7 Ekim Aksa Tufanı’nın üzerinden aylar geçmesine rağmen daha yakın zamanda İsrail’e ticaret kısıtlaması getiren bir hükûmettten bahsediyoruz.
Mescid-i Aksa’yı çevreleyen dikenli tellerin Türkiye’den gitmesine göz yuman bir hükûmettten bahsediyoruz. İncirlikten kalkan uçakların Güney Kıbrıs’taki Agratur’a oradan Tel Aviv’e silah taşımasının üstünü örten hükûmetten bahsediyoruz.
Kürecik üssünü kapatmayarak İsrail’in gözünü kör edemeyen hükûmetten bahsediyoruz.
Filistin’e sargı bezi, İsrail’e istihbarat desteği sağlayan hükûmetten bahsediyoruz. Keşke hükûmetimiz, şu çocuklar kadar cesur olsa. İsrail’e lafla değil, sözde denge politikasıyla değil, eylemle yanıt verse.
Yeni Şafak attığı bu güzel manşetin yanı sıra, belki bu gerçekleri dile getirir de Türk milletinin yüreğine su serper diye umuyoruz.
KISA BİR FIKRA: HÜKÛMETİN EKONOMİK POLİTİKALARINA OMUZ VERENLER FATURAYI ESNAFA KESİP BOYKOTU DESTEKLİYOR
Vatandaş boyutu küçülen ve fiyatı yükselen ürünlere karşı lokantaları boykot etme kararı aldı. Hükûmet yanlısı gazeteciler de bu konuya hemen destek verdi.

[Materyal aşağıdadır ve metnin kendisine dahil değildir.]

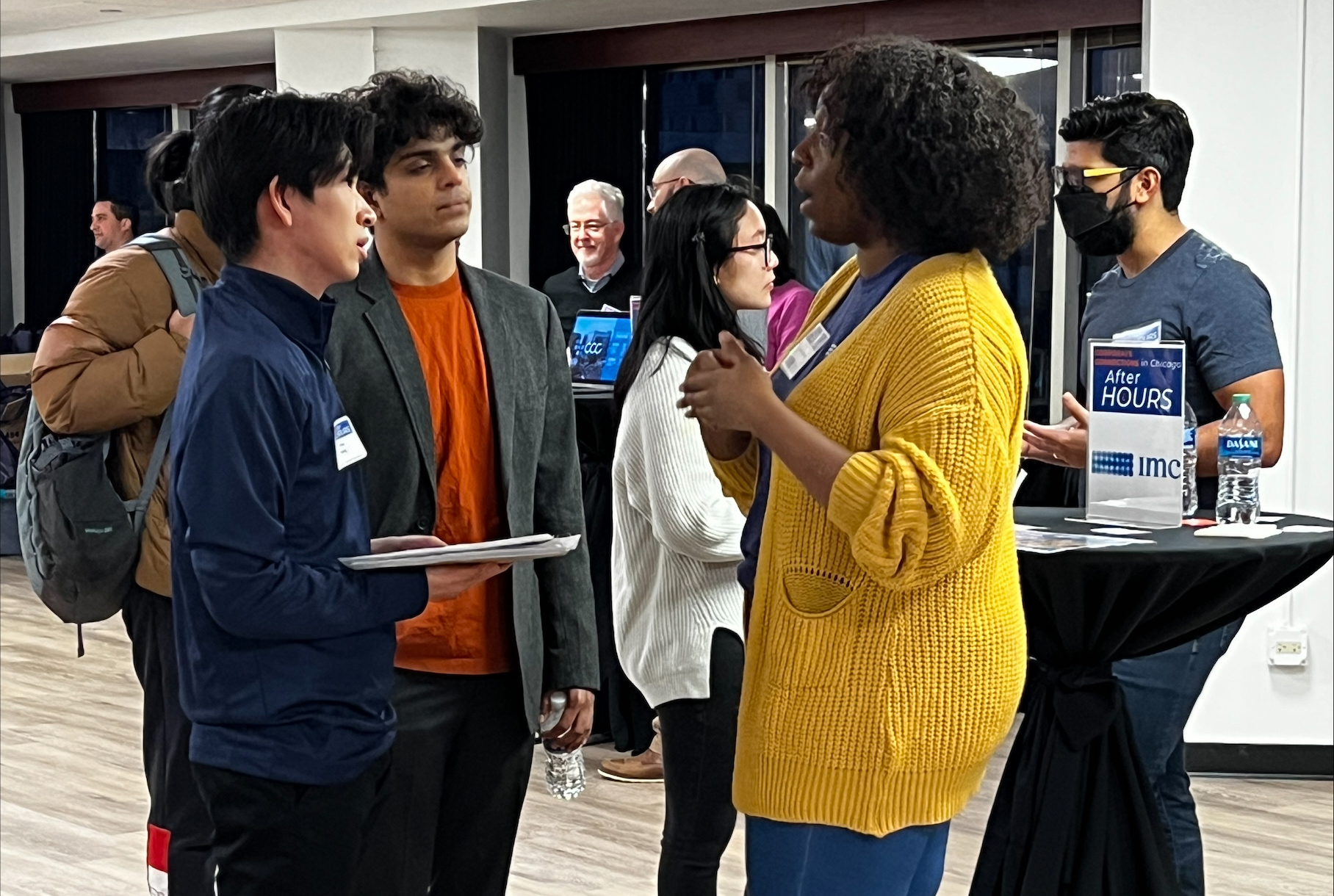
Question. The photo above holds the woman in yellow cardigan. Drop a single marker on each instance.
(886, 647)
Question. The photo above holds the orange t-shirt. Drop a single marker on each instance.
(474, 632)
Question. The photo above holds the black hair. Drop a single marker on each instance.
(306, 142)
(411, 106)
(782, 245)
(688, 239)
(167, 160)
(1138, 130)
(942, 155)
(123, 211)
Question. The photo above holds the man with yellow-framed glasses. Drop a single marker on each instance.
(1118, 192)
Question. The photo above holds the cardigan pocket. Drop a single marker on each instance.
(812, 592)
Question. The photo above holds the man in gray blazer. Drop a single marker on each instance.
(456, 380)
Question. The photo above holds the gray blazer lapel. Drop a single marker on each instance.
(498, 342)
(391, 328)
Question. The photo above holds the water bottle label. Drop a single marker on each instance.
(1239, 447)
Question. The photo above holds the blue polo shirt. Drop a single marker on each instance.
(286, 657)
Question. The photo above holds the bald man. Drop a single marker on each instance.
(681, 170)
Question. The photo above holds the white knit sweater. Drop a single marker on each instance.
(675, 538)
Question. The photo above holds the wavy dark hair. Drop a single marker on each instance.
(688, 239)
(942, 155)
(1138, 130)
(411, 106)
(167, 159)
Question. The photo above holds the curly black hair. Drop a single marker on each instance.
(413, 106)
(1138, 130)
(938, 150)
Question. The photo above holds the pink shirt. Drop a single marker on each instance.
(786, 314)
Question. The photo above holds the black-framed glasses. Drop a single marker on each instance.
(768, 245)
(591, 228)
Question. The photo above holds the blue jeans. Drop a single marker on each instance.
(1161, 691)
(819, 860)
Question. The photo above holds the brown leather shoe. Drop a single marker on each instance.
(645, 768)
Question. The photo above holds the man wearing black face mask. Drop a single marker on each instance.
(1120, 188)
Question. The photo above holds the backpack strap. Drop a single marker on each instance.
(139, 507)
(184, 283)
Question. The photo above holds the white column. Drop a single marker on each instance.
(323, 60)
(449, 52)
(14, 176)
(1255, 82)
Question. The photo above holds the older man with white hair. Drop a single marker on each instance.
(595, 223)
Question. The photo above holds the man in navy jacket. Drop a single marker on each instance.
(287, 657)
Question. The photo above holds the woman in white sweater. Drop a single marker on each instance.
(675, 535)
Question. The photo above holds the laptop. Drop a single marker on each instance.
(596, 347)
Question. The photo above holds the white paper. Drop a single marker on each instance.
(530, 547)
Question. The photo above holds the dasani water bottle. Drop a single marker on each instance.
(1189, 455)
(565, 770)
(1241, 441)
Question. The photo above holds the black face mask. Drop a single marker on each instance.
(1095, 228)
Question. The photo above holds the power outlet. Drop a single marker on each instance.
(1288, 644)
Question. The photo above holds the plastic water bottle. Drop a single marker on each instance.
(1189, 494)
(565, 770)
(1241, 441)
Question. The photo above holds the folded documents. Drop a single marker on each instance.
(529, 547)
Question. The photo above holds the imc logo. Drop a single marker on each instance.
(1122, 463)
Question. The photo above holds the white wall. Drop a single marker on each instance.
(14, 176)
(1254, 78)
(323, 60)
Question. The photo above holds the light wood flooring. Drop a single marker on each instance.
(72, 796)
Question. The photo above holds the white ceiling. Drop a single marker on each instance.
(27, 16)
(60, 39)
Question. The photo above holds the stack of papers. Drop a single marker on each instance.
(529, 547)
(1044, 541)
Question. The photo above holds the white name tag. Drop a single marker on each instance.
(347, 444)
(804, 351)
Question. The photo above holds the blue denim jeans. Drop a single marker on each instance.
(1161, 691)
(785, 859)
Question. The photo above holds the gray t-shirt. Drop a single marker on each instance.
(1203, 297)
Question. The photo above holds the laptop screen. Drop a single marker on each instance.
(598, 344)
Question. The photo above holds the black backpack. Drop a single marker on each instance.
(79, 538)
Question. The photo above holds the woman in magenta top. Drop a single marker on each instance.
(790, 297)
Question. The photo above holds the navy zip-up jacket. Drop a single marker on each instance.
(286, 657)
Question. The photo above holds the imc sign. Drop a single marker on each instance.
(1136, 392)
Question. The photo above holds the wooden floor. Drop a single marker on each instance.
(72, 798)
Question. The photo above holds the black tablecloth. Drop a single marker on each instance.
(1074, 814)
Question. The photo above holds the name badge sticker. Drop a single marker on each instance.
(804, 351)
(347, 444)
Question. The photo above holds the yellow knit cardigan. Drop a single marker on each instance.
(886, 648)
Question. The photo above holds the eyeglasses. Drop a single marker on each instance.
(1078, 178)
(591, 228)
(652, 188)
(768, 245)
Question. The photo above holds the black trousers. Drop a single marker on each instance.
(699, 752)
(175, 804)
(462, 760)
(281, 839)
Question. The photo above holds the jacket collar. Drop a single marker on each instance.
(188, 232)
(300, 317)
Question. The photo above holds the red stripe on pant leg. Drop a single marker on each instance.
(159, 842)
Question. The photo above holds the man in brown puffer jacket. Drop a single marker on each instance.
(111, 361)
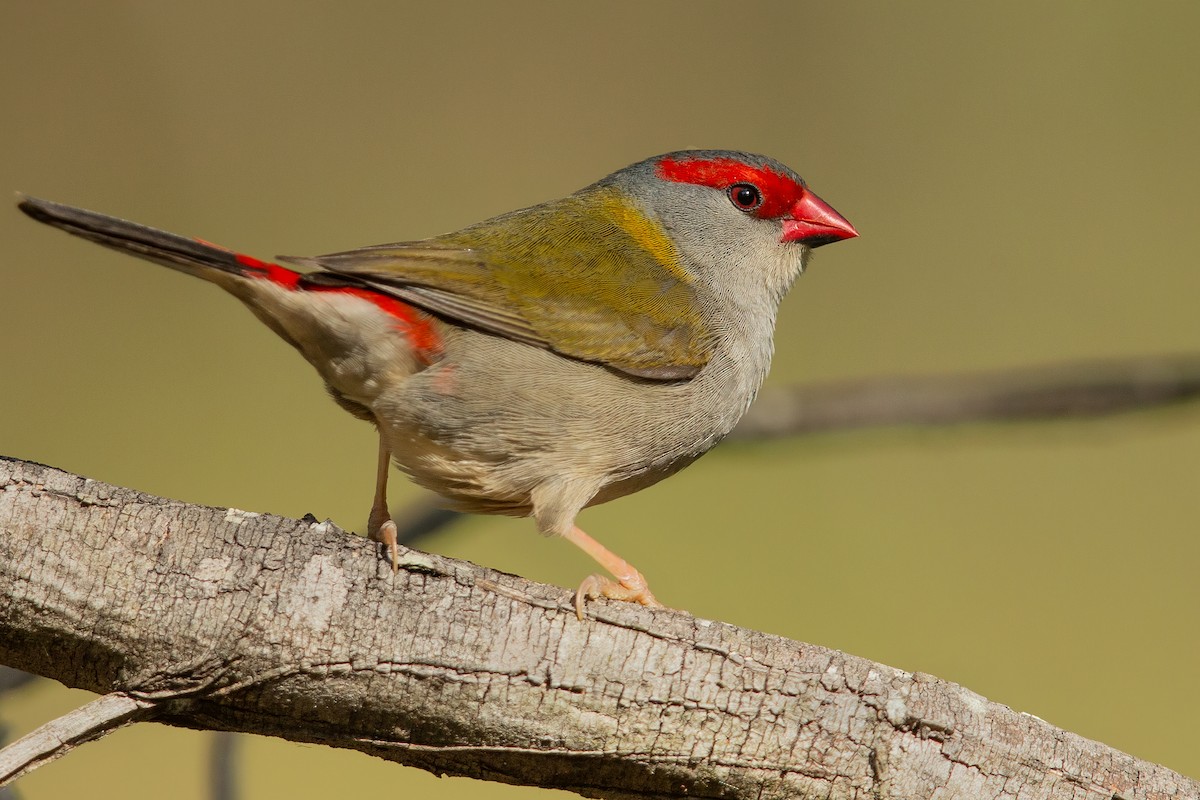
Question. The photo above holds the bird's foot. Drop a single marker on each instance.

Sabah gazetesi manşetine bile taşıdı. Hürriyet’ten Ahmet Hakan, hükûmetin de enflasyon sorunu olduğunu kabul ettiğini belirtiyor ve ekliyor: “Ama bütün bu gerçekler, minicik bir kurabiyenin 110 liraya satılmasını rasyonel kılmaz. Bu rasyonellikten uzak fırsatçılığa karşı vatandaşın gidebileceği tek yoldur boykot.” Sabah’tan Melih Altınok da boykotu destekleyenlerden. “Evet, üzüm üzüme baka baka kararır derler. Bizde zam da zam yapana baka baka yapılıyor.” deniyor.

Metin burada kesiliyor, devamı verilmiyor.